Il D. rimase tuttavia a Parigi, presso la corte, quale ambasciatore residente di Emanuele Filiberto. La sua opera in tali anni fu tutta rivolta ad ottenere la restituzione al duca sabaudo delle cinque piazzeforti ancora occupate dai Francesi in Piemonte, fra cui la stessa Torino che, secondo i capitoli del trattato di Cateau-Cambrésis, avrebbero dovuto essere restituite ai Savoia. Ma dopo la morte di Francesco II (dicembre 1560) Caterina de' Medicil reggente per il figlio Carlo IX, non mostrò alcuna fretta di aprire la conferenza per discutere tale restituzione. Solo nel novembre del 1561 iniziarono nell'abbazia di St. Just, presso Lione, le prime trattative, cui parteciparono, da parte sabauda, i migliori diplomatici e giuristi dello Stato: C. Dal Pozzo e O. Cacherano d'Osasco, presidenti del Senato di Piemonte, L. Oddinet di Monfort, presidente della Camera dei conti, il celebre giureconsulto P. Belli, e lo stesso D., proveniente da Parigi. Le trattative si trascinarono per qualche mese e furono sospese per le resistenze alla restituzione avanzate dai governatori e comandanti francesi in Piemonte. Furono riprese nell'aprile 1562, al Louvre, in seguito a due avvenimenti che convinsero Caterina e la corte a cedere: la nascita dell'erede del duca sabaudo, Carlo Emanuele, e la violenta ripresa delle guerre di religione nel paese, che rendeva assai importante un'eventuale alleanza con il cattolico e potente Emanuele Filiberto. Grazie anche all'apporto del D. e del Montfort l'accordo fu infine raggiunto e firmato a Blois, l'8 ag. 1562. La Francia restituì Torino, Chieri, Chivasso, Villanova d'Asti e, più tardi, quando gli Spagnoli restituirono a loro volta al duca Asti e Santhià, anche Pinerolo.

Quasi a ricompensare la ferma azione svolta dal D. a Parigi, Emanuele Filiberto propose al pontefice la sua candidatura all'arcivescovado di Torino, vacante dopo la morte del card. Innocenzo Cibo, avvenuta a Trento nel dicembre 1562. Era questa "... di recuperare l'arcivescovado di Turino, stato tant'anni in nostra famiglia ..." un'aspirazione del D., già comunicata al duca per lettera, anni prima (Cento lettere..., p. 567). Ma benché il duca avesse scritto pffi volte a Pio IV, venne eletto il card. Iñigo d'Avalos, la cui nomina provocò tuttavia le risentite proteste del duca, che non desiderava un personaggio di Curia, non residente. Le insistenze di Emanuele Filiberto nel sottolineare la necessità di un arcivescovo residente, dopo quasi cinquant'anni di titolari non residenti, anche per meglio combattere i pericoli di un diffondersi dell'eresia in un paese che confinava con ugonotti, calvinisti e valdesi, ebbero infine successo (Lettere inedite di santi..., p. 197). Il 12 Maggio 1564 il D. ottenne il pallio, facendo poco dopo il suo ingresso solenne a Torino.

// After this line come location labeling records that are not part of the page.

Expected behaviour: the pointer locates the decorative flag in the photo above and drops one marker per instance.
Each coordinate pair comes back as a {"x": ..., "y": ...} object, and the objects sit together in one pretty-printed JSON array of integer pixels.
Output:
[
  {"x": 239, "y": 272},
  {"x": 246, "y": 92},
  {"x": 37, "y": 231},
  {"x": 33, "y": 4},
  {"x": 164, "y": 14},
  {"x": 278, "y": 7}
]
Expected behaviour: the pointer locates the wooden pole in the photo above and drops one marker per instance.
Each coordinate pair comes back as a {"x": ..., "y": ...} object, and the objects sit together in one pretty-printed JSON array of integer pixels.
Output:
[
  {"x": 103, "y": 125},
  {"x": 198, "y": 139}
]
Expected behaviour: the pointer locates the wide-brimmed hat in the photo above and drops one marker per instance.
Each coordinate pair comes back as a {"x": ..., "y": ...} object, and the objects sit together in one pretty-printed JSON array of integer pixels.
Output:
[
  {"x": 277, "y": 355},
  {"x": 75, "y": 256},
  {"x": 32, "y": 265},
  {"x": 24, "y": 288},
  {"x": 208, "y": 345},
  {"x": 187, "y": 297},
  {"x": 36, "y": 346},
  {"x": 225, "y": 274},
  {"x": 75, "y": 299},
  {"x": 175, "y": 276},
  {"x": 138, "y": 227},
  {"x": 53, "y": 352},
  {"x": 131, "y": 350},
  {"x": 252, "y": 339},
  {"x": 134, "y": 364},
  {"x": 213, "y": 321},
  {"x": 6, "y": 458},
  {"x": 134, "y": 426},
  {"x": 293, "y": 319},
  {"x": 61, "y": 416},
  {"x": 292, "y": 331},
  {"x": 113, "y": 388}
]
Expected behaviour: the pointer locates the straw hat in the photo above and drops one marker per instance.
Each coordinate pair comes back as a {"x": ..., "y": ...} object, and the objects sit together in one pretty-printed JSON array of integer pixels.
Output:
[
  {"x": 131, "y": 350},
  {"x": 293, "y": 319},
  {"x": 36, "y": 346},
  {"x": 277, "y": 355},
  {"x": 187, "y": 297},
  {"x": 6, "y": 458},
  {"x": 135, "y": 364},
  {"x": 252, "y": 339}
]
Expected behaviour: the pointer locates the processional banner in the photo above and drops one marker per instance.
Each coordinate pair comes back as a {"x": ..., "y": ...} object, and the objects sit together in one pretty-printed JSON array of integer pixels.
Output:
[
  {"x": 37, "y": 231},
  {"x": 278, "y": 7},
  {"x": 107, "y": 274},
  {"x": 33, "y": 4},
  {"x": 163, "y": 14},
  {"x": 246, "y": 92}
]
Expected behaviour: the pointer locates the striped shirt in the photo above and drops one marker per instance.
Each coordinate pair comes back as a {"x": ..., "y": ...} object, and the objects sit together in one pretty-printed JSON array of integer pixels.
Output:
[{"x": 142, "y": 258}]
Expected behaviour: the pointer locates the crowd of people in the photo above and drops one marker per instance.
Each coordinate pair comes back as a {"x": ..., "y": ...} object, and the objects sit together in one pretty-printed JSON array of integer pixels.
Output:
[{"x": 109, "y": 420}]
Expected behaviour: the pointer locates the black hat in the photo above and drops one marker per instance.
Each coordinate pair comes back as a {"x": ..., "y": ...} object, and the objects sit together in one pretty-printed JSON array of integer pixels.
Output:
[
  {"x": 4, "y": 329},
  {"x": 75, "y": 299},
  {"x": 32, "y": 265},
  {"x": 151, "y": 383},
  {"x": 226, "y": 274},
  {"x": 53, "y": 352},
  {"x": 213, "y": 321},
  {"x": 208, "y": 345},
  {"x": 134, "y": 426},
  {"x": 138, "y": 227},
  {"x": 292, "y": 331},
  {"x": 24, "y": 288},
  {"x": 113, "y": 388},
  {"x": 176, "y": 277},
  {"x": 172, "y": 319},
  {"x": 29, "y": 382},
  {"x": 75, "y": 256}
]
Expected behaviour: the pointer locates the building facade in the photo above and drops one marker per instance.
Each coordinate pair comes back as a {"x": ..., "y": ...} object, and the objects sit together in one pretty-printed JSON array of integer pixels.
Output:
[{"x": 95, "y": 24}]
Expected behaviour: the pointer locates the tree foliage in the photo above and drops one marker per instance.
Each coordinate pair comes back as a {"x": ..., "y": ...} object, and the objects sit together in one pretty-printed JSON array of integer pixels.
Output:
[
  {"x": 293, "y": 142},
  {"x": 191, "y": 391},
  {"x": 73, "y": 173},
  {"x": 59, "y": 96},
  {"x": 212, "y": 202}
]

Le esitazioni del pontefice tuttavia, e di altri personaggi della Curia romana alla sua elezione, non erano del tutto infondate. Si temeva in primo luogo di far apparire tale diocesi quasi un appannaggio della famiglia Della Rovere, che vi aveva avuto già tre vescovi nella prima metà del secolo; il D., inoltre, sembrava un personaggio fornito di grandi abilità diplomatiche ma di scarse doti di riformatore, in quel particolare clima di Riforma cattolica che s'instaurò subito dopo il concilio di Trento; infine, si temevano i suoi già noti e saldi legami con la corte ducale e con Emanuele Filiberto. Timore, questo, confermato dagli stessi giudizi degli ambasciatori veneti del tempo: S. Cavalli, nel 1564 e F. Barbaro, nel 1581 (Grosso-Mellano, I, p. 150). Così come venne riconfermato più tardi dagli stessi nunzi pontifici: dal Lauro, nel 1580, che tuttavia sperava di utilizzare tale rapporto a favore della S. Sede, proponendo la candidatura del D. alla carica di gran cancelliere, in opposizione a quella assai più temuta a Roma del barone Oddinet di Montfort; dal Federici o dall'Offinelli, che temevano un'eventuale nomina del D. ad ambasciatore sabaudo a Roma (Erba, p. 44 n.; Grosso-Mellano, III, p. 28).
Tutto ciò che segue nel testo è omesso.